With a sweep of his pen, President George Bush signed class-action reform into law and earned an early second-term victory. The new law, approved February 18, forces large class-action suits into federal court, limiting the mega-dollar awards popular in some local jurisdictions. It was the latest round of a long fight over runaway litigation that has swept through states across the nation.
Rather than seize on this issue, the major news media have ignored tort reform, embracing one-sided, anti-business stories that promote lawyers as fighting for 'Davids' against the 'Goliaths' of industry. The media didn't acknowledge tort reform as an issue even when a man running for vice president was a career trial lawyer.
To see how the media addressed runaway litigation, the Free Market Project analyzed 276 civil litigation stories in news magazines including Time, Newsweek and U.S. News & World Report, as well as coverage of news magazine TV programs and the evening news on ABC, NBC, and CBS from November 1, 2003 to October 31, 2004. Among the findings:
- Media Ignore Tort Reform 85 Percent of the Time: Even with nationally known trial lawyer John Edwards running as a Democratic vice presidential candidate, the media only had a prominent discussion of tort reform in 6 percent of their stories. Nine percent of the time they simply made passing mentions of the issue.

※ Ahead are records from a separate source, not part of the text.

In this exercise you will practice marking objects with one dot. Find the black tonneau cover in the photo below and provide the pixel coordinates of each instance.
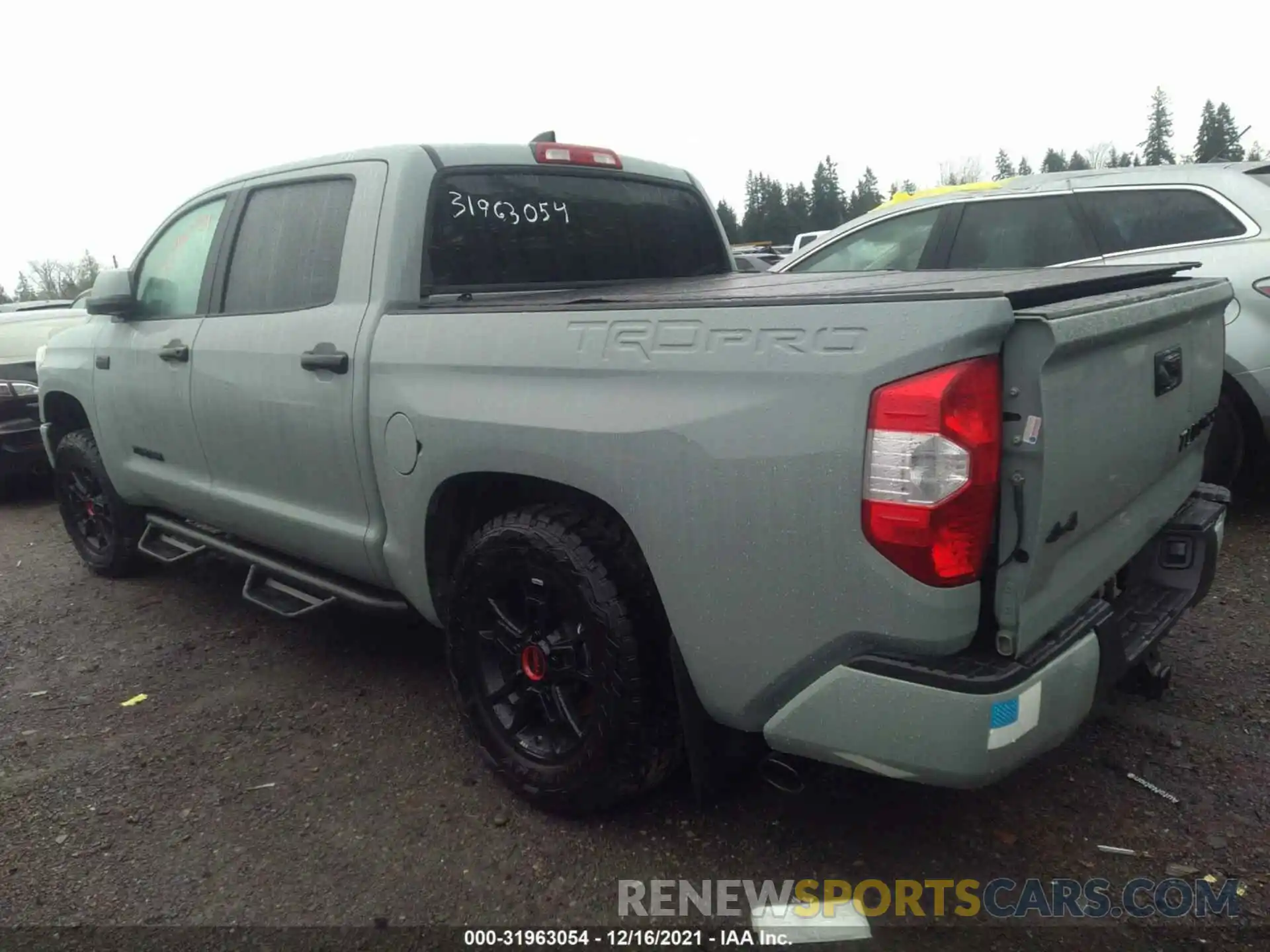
(1032, 287)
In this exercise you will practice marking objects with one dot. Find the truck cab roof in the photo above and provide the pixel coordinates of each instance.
(447, 157)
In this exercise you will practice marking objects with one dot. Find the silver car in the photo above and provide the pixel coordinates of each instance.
(1216, 215)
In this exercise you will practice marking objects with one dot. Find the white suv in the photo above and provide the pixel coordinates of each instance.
(1216, 215)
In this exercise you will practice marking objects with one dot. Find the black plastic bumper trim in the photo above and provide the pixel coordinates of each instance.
(1127, 629)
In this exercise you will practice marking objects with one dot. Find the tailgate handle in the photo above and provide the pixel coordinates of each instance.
(1169, 370)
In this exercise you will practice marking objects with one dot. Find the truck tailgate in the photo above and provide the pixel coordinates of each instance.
(1107, 407)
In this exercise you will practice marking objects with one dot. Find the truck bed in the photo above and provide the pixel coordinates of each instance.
(1032, 287)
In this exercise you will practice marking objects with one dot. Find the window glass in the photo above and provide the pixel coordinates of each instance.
(288, 247)
(535, 227)
(893, 244)
(1019, 233)
(172, 272)
(1151, 218)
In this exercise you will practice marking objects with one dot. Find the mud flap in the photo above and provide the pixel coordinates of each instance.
(1169, 575)
(718, 756)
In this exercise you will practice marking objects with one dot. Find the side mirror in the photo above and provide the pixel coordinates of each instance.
(112, 295)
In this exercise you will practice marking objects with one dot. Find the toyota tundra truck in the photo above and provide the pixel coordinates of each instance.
(911, 524)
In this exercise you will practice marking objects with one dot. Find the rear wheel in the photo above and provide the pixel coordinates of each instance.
(103, 528)
(1227, 444)
(559, 662)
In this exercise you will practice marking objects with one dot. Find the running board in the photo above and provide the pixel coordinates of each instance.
(278, 597)
(275, 582)
(164, 547)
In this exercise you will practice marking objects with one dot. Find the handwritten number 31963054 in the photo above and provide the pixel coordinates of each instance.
(506, 211)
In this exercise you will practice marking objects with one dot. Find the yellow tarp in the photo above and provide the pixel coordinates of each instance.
(943, 190)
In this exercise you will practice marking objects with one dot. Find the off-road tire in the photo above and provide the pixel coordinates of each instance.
(78, 451)
(633, 740)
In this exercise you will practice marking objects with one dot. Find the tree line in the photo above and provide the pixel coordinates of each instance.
(54, 281)
(777, 212)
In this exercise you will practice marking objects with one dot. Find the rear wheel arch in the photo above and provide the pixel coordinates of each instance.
(465, 502)
(1248, 446)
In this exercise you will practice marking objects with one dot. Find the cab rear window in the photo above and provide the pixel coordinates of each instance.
(515, 229)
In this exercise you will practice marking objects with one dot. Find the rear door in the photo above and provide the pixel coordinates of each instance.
(276, 365)
(1101, 399)
(1033, 231)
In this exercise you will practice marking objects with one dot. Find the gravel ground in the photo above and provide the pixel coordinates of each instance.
(314, 774)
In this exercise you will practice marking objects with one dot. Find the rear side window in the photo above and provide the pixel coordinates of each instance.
(531, 227)
(1020, 233)
(288, 247)
(894, 244)
(1151, 218)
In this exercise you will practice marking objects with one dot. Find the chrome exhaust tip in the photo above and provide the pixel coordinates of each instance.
(778, 772)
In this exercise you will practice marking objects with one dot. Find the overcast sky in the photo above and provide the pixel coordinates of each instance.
(120, 110)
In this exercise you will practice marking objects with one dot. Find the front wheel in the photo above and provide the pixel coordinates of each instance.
(103, 528)
(559, 660)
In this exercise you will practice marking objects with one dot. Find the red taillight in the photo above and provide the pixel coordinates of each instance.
(933, 462)
(562, 154)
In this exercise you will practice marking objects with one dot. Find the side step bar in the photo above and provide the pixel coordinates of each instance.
(273, 582)
(164, 547)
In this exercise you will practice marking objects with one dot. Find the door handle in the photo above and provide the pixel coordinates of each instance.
(175, 352)
(324, 357)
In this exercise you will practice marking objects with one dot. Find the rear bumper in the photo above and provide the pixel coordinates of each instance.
(21, 448)
(968, 720)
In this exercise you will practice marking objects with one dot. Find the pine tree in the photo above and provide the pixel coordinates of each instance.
(1005, 168)
(87, 272)
(1231, 149)
(1156, 149)
(798, 204)
(1209, 143)
(728, 219)
(865, 196)
(828, 210)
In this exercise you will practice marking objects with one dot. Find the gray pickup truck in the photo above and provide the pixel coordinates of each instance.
(913, 524)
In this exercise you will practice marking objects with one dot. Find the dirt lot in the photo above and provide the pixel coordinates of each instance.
(376, 807)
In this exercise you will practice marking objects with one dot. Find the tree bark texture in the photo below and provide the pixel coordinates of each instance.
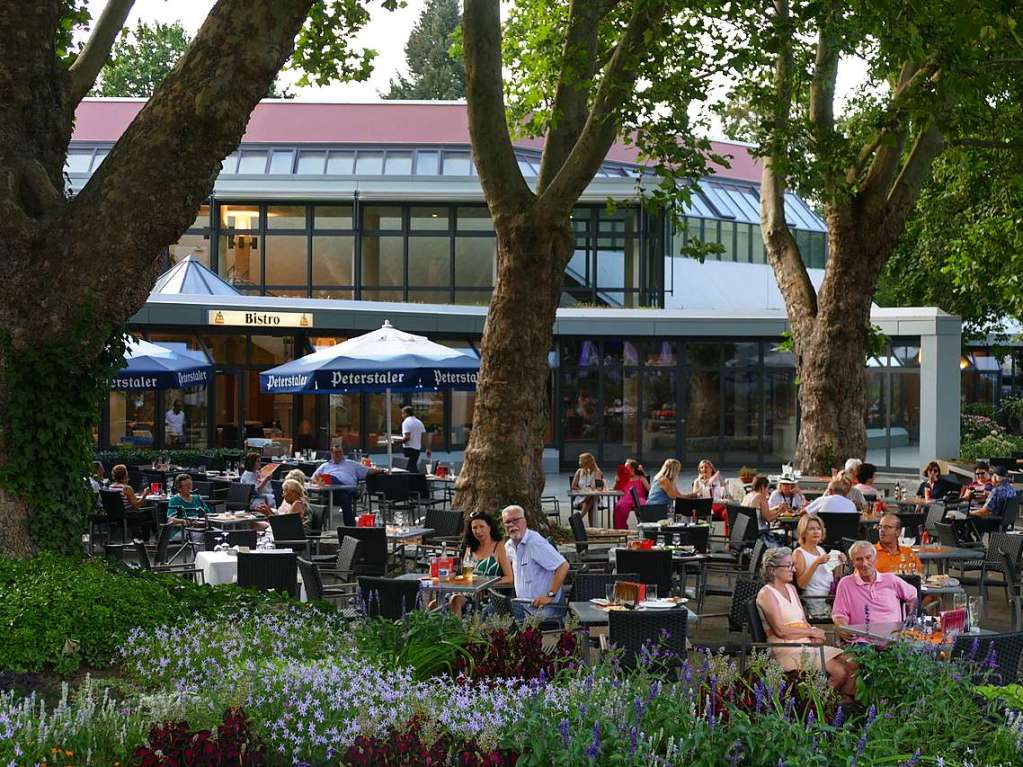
(504, 456)
(75, 270)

- Class-Action Stories Barely Discuss Reform: Class-action reform has been in process for years, but only one story about class-action lawsuits (out of 30) had a major discussion of remedies to this aspect of the legal system. For more information or to set up an interview, contact Tim Scheiderer at 703-683-5004 x126
- Defendants Get No Face Time in One-Third of Stories: Defendants, typically businesses, were denied comment in 36 percent of all stories. Reporters didn't even include a statement from the defendants saying they had refused to comment in most of those stories. This contradicts basic journalistic principles of fairness. U.S. News & World Report was the worst of the media we studied, allowing no comment from defendants in 57 percent of its stories.
- Stories Take Plaintiff's View Far More Often Than Defendant's: Stories were skewed toward the plaintiff's viewpoint. They were reported from the plaintiff's perspective 49 percent of the time, more than three times as often as they took the view of the defendants. Only 36 percent were balanced. CBS told the story from the view of the defendant 64 percent of the time. Newsweek was the most balanced media with close to a perfect balance between the two sides.
- Liberal Groups Unidentified, Conservatives Labeled: Liberal groups were quoted almost twice as often as conservatives or industry spokespeople (74 times to 43 times). When they were cited, liberal activists were identified as such only 31 percent of the time. Conservatives or industry representatives were labeled 47 percent of the time. That fails to take into account good journalistic practices at ABC. Without that network, the remaining five media labeled liberals only 25 percent and conservatives 75 percent.
- ABC the Best, NBC the Worst: ABC had the most tort reform coverage of any media studied. The network was also the best about labeling conservatives and liberals in a consistent manner. NBC had a huge tendency to tell the story from the view of the plaintiff and a clear bias in labeling only conservative or industry spokespeople. It labeled liberal activists only 8 percent of the time (1 out of 13) and conservatives or businesspeople 86 percent (6 out of 7 times).
In an op-ed co-written by FMP National Chairman Herman Cain, recent Senate candidate and former CEO of the National Restaurant Association, Cain commented on the results: 'Virtually everyone in America understands that the nation is a litigation battleground. Businesses are under constant attack by lawsuits that cost the economy hundreds of billions of dollars each year. Unfortunately, 'virtually everyone' means everyone except the mainstream media has a clue.'
The study's analysis ended with five recommendations for the media to improve coverage of runaway litigation: 1) Look at lawyers as critically as businesses; 2) Examine the issue of tort reform 3) Cover lawsuit stories in a balanced fashion and stop relying on always presenting the story from the side of the 'victim'; 4) Create a consistent policy for labeling experts; and 5) Note who the paid advisers are so readers and viewers understand the agendas of all involved in the story.